Die Zentrale ist das Herzstück jeder EMA und verarbeitet Signale von allen Sensoren. Sie überprüft automatisch, ob ein echter Einbruch vorliegt, oder ob es sich um eine Störung handelt, und entscheidet dann über die Art des Alarms. Dank integriertem Notstrom (z. B. Akku) funktioniert sie auch bei Stromausfällen stundenlang weiter und hat einen Sabotageschutz, der Manipulationen erkennt.
Bewegungsmelder (PIR-Melder): Passiv-Infrarot-Sensoren erkennen Wärme und Bewegungen von Personen. Sie decken Räume bis 12 Meter ab und unterscheiden sich von Mikrowellenmeldern, die Bewegungen per Radar orten.
Tür-/Fensterkontakte (Magnetkontakte): Diese bestehen aus Magnet und Schalter; bei Öffnung unterbricht sich der Kontakt und löst Alarm aus – ideal für Türen, Fenster oder Garagentore.
Glasbruchmelder: Akustische Sensoren hören das typische Geräusch von berstendem Glas und reagieren nur auf echte Bruchlaute, nicht auf harmlose Klänge.
Akustische Sirenen: Laut dröhnend (bis 110 dB) im Gebäude und draußen, um Einbrecher zu vertreiben und Nachbarn zu alarmieren deshalb laufen Sie oft 3–15 Minuten, je nach Einstellung.
Optische Signale (Blitzlichter): Helle Stroboskoplampen machen den Alarm sichtbar dadurch kann man einen Alarm schon aus einiger Entfernung entdecken.

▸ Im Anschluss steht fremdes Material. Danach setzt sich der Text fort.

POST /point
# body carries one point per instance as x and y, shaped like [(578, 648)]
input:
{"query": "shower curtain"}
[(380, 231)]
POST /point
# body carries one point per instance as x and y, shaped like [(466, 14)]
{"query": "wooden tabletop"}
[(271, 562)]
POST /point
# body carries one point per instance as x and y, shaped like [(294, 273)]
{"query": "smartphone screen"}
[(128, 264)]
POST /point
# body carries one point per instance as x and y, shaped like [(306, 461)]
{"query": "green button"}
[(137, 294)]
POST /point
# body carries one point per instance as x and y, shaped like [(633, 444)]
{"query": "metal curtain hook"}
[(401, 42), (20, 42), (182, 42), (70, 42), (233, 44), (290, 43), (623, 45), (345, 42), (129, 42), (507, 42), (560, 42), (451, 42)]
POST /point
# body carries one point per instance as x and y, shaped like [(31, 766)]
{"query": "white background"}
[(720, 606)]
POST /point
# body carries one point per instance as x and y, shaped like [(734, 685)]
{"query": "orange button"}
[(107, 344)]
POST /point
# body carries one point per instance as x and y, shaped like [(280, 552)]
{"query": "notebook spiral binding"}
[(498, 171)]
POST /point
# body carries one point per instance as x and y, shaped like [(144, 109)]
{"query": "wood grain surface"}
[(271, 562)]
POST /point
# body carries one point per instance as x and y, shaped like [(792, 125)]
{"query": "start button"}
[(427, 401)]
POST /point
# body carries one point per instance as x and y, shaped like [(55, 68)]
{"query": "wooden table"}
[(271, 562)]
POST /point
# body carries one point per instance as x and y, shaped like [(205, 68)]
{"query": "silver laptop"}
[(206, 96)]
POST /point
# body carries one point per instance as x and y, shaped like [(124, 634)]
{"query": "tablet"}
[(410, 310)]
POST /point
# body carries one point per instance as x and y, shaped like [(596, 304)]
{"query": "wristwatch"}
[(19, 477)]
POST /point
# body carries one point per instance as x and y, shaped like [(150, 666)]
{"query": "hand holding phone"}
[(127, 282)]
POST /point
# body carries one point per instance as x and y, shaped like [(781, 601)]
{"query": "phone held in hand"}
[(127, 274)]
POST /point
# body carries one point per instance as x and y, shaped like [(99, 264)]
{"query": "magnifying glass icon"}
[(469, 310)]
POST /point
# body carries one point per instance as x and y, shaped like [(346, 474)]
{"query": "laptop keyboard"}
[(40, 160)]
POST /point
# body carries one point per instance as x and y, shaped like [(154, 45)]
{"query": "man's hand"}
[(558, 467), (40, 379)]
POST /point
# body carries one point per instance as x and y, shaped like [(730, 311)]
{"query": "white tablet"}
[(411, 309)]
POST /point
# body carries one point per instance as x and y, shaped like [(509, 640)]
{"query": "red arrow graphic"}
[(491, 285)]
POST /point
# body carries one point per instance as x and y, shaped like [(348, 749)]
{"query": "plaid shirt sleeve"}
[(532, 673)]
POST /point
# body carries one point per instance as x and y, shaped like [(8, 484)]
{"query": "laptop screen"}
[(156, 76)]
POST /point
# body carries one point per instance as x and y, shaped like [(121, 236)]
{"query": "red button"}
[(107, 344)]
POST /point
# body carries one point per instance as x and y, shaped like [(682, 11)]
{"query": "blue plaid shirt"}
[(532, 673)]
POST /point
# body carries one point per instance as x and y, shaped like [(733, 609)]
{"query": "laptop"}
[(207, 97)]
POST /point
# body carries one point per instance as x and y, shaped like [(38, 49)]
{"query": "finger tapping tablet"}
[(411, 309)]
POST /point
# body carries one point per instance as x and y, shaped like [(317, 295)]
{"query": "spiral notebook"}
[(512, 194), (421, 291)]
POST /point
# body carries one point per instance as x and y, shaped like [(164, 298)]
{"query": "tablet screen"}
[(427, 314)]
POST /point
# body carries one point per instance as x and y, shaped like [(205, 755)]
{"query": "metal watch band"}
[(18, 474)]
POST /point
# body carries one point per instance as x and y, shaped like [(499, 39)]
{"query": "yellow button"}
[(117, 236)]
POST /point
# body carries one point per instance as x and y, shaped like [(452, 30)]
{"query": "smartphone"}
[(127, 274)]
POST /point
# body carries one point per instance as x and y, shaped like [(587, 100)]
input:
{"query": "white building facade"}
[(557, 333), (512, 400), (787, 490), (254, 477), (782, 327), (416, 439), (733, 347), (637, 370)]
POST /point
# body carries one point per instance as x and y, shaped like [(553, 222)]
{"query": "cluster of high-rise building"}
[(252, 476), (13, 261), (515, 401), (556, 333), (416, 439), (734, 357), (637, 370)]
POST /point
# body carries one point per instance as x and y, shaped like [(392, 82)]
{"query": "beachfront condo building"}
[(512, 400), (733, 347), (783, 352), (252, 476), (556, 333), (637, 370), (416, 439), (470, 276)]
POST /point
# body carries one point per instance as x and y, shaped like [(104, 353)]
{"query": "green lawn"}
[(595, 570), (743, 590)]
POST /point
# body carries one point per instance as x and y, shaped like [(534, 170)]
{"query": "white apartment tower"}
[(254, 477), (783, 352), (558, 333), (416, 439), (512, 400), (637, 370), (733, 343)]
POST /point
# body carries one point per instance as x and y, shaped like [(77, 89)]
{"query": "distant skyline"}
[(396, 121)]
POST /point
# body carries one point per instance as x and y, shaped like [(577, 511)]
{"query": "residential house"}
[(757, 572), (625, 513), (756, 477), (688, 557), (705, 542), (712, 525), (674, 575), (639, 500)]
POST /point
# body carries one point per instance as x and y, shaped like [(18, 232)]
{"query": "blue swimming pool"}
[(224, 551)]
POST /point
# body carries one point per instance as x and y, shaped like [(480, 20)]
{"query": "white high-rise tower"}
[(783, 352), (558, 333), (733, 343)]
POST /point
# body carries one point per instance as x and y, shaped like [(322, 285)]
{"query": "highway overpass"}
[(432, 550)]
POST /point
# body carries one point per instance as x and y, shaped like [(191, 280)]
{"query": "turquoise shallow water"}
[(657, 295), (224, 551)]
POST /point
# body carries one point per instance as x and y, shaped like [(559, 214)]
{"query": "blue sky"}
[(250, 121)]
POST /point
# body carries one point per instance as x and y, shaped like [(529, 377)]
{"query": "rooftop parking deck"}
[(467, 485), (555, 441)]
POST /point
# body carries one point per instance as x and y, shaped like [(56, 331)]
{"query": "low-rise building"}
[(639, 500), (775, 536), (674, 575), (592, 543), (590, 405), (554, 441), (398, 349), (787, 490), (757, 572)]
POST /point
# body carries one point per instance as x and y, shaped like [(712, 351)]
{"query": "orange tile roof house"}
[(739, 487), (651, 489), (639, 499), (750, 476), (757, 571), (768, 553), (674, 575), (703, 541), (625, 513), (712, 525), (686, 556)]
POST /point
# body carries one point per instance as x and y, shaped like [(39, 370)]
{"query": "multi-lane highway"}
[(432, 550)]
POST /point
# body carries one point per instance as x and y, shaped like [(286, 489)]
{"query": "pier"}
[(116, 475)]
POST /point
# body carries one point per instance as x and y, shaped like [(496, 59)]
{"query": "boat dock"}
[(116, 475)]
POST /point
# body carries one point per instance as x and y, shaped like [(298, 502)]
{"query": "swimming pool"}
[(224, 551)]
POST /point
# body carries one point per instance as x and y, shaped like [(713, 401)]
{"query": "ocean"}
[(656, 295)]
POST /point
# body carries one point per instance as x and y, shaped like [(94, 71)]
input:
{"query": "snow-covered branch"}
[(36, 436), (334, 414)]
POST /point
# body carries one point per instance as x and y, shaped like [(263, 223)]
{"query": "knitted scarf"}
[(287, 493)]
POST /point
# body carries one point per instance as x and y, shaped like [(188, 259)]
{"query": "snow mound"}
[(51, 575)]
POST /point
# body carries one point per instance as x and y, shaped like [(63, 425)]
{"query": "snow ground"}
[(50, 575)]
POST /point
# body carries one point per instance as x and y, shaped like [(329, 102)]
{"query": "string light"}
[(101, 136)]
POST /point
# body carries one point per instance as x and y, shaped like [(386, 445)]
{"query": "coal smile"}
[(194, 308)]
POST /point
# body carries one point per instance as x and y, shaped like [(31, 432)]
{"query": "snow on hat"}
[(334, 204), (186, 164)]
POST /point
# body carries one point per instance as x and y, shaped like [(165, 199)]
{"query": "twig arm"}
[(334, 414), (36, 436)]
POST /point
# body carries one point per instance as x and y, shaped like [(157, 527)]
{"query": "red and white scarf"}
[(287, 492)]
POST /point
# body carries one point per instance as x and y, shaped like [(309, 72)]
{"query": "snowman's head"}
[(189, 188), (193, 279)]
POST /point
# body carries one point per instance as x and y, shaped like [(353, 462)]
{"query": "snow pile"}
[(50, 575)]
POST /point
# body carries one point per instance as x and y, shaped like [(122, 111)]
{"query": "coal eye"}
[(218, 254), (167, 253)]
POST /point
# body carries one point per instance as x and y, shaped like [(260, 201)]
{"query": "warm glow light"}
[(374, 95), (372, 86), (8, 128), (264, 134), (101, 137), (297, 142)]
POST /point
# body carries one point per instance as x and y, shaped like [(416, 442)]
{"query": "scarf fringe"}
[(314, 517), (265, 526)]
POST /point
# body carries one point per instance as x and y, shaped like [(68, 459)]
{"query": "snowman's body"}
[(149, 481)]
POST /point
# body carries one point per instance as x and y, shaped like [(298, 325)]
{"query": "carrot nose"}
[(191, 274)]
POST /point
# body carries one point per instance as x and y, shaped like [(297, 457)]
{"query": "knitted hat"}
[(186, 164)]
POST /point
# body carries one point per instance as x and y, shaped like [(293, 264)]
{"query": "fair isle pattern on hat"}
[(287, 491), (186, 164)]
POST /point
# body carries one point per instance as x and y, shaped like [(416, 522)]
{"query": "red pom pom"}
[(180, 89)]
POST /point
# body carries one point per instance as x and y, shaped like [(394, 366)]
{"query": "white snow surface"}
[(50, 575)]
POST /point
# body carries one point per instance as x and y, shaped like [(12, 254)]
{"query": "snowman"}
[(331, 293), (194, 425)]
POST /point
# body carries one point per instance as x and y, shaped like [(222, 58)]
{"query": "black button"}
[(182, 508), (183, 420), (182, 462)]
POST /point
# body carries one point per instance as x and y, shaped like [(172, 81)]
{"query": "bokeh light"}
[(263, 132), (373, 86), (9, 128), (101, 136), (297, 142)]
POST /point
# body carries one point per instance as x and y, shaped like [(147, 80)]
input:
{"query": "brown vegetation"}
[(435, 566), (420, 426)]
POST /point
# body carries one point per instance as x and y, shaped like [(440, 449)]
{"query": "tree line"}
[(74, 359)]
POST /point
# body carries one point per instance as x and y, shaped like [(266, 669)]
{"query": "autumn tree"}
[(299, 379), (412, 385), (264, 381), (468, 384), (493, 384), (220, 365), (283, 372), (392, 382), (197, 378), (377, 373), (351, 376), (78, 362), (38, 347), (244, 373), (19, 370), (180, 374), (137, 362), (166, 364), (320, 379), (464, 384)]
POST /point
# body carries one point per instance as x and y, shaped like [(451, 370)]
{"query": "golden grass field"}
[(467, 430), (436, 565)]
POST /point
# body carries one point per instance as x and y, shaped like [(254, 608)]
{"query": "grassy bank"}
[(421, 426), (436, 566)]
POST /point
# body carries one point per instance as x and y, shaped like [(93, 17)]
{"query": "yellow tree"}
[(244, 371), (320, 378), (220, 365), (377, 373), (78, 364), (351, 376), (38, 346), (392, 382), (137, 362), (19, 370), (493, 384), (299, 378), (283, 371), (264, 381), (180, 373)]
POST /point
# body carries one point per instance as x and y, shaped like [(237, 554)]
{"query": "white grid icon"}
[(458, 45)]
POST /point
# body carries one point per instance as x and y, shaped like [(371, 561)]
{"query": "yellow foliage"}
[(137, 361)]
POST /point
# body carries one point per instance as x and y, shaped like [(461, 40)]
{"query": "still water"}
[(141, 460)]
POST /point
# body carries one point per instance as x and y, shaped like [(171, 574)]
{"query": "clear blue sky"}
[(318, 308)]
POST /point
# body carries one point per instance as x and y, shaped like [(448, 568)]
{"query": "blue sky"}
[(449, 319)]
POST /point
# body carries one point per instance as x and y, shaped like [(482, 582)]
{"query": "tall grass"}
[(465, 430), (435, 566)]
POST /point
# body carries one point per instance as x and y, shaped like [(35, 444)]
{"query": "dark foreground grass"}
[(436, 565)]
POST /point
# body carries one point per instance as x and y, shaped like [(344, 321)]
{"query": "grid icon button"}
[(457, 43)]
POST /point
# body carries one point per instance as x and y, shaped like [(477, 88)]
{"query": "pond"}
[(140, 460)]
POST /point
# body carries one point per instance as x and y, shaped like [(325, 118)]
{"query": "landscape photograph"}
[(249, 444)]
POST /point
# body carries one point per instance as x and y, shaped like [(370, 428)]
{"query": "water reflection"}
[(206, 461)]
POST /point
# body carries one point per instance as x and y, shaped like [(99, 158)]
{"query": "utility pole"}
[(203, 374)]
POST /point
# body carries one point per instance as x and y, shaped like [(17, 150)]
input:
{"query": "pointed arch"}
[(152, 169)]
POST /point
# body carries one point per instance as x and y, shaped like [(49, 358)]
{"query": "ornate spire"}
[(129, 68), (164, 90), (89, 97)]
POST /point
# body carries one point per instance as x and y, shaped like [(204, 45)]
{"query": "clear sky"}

Über verschiedene Module werden Alarme per GSM/LTE (Mobilfunk) oder IP an Sie, die Polizei oder den Sicherheitsdienst übermittelt, auch wenn Einbrecher Telefonleitungen kappen. Sprachmeldungen oder App-Benachrichtigungen informieren präzise über den Ort der Störung. Dies gehört zu den Grundlagen einer Einbruchmeldeanlage.
Beim Einschalten testet die Anlage alle Melder zwingend, um Fehlalarme zu vermeiden. Ohne erfolgreichen Test schaltet Sie nicht automatisch scharf.
Grad 1: Basis für niedriges Risiko (z. B. Schuppen) – einfache Sensoren.
Grad 2: Standard für Wohnhäuser – schützt gegen Gelegenheitskriminelle mit Sabotageschutz.
Grad 3/4: Hochsicherheit für Banken – redundante Systeme gegen Profis.
VdS-Klassen (A–C): Deutsche Zertifizierung für Zuverlässigkeit.